Systemic therapy for premenopausal women with hormone receptor–positive breast cancer has evolved in the last 5 years, but critical questions remain. Recent randomized trials have demonstrated a benefit for the addition of ovarian suppression to endocrine therapy in patients with breast cancers considered to be at high risk for recurrence, whereas those with lower-risk cancers seem to have a favorable outcome with tamoxifen alone. Two large randomized trials have demonstrated a benefit for extending adjuvant tamoxifen beyond 5 years.
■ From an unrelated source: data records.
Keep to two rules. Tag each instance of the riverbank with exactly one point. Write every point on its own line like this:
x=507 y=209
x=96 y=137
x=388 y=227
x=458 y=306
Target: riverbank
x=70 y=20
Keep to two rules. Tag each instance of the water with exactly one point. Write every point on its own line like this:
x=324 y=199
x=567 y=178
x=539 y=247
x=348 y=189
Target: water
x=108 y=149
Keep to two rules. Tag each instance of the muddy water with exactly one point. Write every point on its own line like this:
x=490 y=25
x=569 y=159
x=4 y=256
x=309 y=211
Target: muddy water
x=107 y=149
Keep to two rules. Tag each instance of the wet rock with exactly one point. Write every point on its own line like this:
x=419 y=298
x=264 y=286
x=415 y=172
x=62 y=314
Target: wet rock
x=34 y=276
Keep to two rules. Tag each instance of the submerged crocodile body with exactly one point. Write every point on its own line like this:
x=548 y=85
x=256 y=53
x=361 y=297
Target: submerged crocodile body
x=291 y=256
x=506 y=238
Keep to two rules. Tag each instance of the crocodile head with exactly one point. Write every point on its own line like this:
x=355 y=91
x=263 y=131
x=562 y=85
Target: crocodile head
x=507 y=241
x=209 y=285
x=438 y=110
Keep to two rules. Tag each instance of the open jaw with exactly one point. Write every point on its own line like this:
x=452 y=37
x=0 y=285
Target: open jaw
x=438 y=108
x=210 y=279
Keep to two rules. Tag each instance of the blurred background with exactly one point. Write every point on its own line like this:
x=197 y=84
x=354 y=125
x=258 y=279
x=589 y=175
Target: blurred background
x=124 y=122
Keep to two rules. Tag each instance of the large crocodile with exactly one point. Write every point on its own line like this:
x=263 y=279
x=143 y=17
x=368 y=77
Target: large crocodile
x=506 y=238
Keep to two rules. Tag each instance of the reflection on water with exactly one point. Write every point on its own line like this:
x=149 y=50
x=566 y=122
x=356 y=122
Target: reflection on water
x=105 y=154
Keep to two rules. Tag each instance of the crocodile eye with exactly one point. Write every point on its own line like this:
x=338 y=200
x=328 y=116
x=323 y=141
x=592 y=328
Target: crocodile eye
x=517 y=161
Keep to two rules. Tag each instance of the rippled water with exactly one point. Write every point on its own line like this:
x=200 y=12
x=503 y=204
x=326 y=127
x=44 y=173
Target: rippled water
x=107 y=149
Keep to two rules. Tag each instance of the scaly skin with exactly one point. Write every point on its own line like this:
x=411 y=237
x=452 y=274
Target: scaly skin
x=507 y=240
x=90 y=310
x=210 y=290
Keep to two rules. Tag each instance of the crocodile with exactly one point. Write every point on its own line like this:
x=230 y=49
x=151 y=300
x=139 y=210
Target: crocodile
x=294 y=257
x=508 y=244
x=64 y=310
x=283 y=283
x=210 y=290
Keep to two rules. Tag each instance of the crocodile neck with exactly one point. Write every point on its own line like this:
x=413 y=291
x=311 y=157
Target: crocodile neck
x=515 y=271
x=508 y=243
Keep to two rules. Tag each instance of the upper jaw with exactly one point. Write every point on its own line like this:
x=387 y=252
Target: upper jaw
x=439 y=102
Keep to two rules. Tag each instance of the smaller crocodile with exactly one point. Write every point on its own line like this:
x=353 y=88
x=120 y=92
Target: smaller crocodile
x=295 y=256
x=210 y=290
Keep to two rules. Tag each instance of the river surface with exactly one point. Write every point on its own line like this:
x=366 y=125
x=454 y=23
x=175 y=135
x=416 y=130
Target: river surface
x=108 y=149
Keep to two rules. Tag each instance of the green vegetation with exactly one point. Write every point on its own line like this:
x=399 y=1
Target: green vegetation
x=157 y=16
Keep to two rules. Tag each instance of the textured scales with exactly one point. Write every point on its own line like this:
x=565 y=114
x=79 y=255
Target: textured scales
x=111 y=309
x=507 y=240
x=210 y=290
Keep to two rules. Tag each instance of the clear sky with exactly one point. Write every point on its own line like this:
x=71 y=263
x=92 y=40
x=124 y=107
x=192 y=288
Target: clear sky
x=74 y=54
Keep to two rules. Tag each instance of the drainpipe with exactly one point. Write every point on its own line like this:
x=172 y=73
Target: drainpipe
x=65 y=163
Currently the choice of systemic therapy is selected empirically but molecular profiling may, in the near future, provide a more conclusive means of selecting an endocrine therapeutic approach for premenopausal patients. Given that a significant subset of hormone receptor–positive cancers are intrinsically resistant to endocrine agents, as well as the finding that inhibiting cyclin-dependent kinases 4 and 6 and mammalian target of rapamycin appears to potentially reverse this resistance in patients with metastatic disease, evaluation of these agents in the early-stage setting is ongoing.